Votre article «Pour le CMC, la déflation est à nos portes», publié dans votre édition du jeudi 27 novembre m’inspire une réflexion et une réserve sur les conclusions du CMC: Comment peut-on parler de déflation alors que les prix de l’immobilier sont toujours au plus haut? C’est la partie qui pèse lourd dans le pouvoir d’achat des ménages, que ce soit à l’achat ou à la location, encore heureux que les autres produits baissent, sinon où va t-on?
A.Z.

Santé: Victoire sur les lobbies?

Je suis un lecteur assidu de L’Economiste, journal sérieux et objectif dans son analyse, mais je constate que l’article sur «Le projet de loi sur la médecine» est un parti pris sans analyse complète malheureusement.
Tout d’abord il parle de victoire sur les «lobbies» comme si les médecins étaient dans un combat contre la réforme de l’exercice de la médecine. Bien au contraire, nous souhaitons et avons œuvré pour les réformes.
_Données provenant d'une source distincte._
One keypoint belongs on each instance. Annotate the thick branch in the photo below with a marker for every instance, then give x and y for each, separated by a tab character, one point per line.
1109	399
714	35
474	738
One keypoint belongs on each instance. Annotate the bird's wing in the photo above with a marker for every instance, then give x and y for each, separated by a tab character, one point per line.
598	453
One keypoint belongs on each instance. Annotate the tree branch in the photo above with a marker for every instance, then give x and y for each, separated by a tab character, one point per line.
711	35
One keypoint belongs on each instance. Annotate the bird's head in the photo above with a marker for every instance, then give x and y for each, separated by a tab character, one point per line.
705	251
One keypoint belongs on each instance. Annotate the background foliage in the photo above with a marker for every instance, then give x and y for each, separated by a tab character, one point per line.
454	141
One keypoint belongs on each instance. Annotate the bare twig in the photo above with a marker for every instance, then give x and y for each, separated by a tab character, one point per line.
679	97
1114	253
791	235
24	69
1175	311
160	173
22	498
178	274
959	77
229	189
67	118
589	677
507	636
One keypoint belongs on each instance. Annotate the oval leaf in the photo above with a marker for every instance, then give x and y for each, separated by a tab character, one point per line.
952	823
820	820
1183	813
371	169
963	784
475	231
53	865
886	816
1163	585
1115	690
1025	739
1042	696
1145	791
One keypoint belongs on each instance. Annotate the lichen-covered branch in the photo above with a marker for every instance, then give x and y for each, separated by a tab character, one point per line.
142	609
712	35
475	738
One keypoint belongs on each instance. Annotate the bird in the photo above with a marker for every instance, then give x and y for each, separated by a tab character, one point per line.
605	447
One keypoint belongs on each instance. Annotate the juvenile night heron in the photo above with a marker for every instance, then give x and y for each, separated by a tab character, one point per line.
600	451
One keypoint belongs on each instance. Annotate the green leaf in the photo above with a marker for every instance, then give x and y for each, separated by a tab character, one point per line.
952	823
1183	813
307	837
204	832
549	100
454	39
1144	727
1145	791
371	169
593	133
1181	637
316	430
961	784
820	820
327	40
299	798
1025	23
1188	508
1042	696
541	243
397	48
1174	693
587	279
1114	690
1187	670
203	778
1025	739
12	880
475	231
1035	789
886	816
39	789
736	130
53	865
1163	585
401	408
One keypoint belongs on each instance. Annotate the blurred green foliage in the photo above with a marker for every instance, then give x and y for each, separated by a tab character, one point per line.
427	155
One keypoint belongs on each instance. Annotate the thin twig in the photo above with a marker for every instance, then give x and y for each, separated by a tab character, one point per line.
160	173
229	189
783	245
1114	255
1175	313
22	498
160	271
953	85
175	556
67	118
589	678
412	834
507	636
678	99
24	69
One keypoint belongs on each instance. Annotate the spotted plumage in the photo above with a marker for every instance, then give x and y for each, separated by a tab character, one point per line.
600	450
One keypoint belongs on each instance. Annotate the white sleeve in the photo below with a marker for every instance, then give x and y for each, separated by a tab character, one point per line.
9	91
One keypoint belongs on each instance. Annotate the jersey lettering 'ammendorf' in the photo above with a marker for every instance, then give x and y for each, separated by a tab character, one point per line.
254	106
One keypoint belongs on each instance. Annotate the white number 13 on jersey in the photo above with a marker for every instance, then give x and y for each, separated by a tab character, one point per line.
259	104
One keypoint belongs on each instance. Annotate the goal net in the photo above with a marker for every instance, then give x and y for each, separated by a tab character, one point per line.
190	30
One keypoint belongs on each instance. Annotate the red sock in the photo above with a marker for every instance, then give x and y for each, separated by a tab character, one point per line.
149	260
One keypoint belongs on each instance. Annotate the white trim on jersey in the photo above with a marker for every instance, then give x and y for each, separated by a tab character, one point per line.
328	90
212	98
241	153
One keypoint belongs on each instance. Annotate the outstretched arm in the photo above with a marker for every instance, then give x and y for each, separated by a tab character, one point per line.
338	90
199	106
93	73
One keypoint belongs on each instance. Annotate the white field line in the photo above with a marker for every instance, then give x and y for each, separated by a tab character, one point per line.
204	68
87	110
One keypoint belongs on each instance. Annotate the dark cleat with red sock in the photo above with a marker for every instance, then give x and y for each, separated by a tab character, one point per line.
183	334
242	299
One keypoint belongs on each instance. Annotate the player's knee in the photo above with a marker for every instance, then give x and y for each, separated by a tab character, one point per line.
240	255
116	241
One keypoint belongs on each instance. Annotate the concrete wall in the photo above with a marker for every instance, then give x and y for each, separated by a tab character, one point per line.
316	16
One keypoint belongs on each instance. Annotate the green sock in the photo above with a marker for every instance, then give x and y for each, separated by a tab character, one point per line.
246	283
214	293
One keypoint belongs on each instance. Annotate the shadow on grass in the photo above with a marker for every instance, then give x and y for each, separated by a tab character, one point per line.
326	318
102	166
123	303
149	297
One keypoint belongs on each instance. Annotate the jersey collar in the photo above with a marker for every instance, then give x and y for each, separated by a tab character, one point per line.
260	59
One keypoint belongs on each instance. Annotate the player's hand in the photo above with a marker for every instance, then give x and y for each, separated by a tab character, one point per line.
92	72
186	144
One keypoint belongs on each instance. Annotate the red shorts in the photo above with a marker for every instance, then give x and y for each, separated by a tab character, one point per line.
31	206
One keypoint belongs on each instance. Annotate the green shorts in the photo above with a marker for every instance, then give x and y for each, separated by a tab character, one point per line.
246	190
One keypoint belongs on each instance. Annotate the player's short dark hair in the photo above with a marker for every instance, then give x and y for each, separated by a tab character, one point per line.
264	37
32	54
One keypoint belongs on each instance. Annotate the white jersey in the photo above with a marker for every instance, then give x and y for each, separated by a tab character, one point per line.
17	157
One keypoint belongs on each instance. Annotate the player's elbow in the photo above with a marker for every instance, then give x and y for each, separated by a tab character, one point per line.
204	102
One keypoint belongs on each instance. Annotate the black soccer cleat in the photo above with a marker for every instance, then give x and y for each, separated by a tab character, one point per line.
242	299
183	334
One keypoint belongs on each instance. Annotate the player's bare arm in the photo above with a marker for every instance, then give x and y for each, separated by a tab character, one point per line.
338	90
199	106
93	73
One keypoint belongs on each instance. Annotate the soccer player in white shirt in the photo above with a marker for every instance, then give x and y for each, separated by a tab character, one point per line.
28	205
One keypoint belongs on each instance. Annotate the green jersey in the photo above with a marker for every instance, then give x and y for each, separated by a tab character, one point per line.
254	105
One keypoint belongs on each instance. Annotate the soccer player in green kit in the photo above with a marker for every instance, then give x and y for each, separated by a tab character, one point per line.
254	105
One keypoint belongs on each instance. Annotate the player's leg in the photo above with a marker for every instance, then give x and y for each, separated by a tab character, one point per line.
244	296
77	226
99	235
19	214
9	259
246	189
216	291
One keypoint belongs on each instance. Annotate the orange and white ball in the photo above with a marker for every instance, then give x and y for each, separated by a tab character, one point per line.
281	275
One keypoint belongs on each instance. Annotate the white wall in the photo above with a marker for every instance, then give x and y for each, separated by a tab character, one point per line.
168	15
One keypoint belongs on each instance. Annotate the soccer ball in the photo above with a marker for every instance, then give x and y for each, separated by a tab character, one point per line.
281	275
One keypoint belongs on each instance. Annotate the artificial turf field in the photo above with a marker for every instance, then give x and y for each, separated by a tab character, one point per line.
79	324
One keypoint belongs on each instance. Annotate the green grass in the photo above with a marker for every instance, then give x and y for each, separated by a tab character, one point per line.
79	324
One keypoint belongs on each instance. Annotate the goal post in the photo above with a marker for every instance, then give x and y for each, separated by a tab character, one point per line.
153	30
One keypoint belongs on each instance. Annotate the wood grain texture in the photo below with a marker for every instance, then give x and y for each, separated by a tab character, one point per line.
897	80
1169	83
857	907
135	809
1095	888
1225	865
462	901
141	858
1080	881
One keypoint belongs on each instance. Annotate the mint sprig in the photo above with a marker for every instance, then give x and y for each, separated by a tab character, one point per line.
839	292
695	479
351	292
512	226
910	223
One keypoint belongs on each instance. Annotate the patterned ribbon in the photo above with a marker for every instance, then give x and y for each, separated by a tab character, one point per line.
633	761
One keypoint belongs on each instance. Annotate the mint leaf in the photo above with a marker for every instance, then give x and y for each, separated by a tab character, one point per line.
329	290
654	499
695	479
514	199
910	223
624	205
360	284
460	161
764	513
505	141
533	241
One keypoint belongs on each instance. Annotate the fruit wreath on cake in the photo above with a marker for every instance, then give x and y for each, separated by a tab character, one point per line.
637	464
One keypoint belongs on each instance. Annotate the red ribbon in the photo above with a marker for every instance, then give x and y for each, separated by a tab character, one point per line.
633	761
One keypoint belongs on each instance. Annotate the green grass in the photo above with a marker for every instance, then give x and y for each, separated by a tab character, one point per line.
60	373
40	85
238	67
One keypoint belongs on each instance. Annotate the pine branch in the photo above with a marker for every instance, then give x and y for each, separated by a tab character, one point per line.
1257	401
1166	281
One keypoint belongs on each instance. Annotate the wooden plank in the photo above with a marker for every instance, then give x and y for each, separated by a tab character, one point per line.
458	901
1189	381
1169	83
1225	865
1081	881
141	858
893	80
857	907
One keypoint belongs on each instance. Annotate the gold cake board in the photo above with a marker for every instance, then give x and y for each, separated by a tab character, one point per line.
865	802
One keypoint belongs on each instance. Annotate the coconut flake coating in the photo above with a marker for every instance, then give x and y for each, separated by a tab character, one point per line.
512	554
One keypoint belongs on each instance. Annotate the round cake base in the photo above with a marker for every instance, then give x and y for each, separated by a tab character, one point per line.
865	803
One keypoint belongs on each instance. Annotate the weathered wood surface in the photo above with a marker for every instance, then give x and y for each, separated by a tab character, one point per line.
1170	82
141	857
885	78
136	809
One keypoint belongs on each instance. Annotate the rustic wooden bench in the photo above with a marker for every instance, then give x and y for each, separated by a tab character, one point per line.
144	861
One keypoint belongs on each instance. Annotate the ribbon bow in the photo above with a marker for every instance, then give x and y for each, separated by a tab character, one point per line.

Ensuite l’auteur de l’article omet plusieurs faits qui auraient pu éclairer le lecteur. Premièrement, ce projet a été rejeté par 95% des médecins publics et privés sur l’ensemble du territoire. Sommes-nous tous des lobbyistes et inconscients? Ensuite, le Conseil national de l’Ordre des médecins,  instance qui, de par la loi, doit avoir son mot à dire, l’a rejeté. Est-il alors logique de ne pas tenir compte de l’instance représentative des médecins? De plus, la quasi-totalité des syndicats et associations scientifiques de médecins l’a rejeté. Pourquoi les médecins fonctionnaires, les scientifiques qui n’ont pas d’intérêts financiers rejettent ce projet? Enfin, le ministre n’a jamais apporté la moindre preuve que  le projet va améliorer l’accessibilité  des citoyens vulnérables et nécessiteux aux services de santé, va améliorer la qualité des soins, va réduire le coût de la prise en charge des malades…
J.H.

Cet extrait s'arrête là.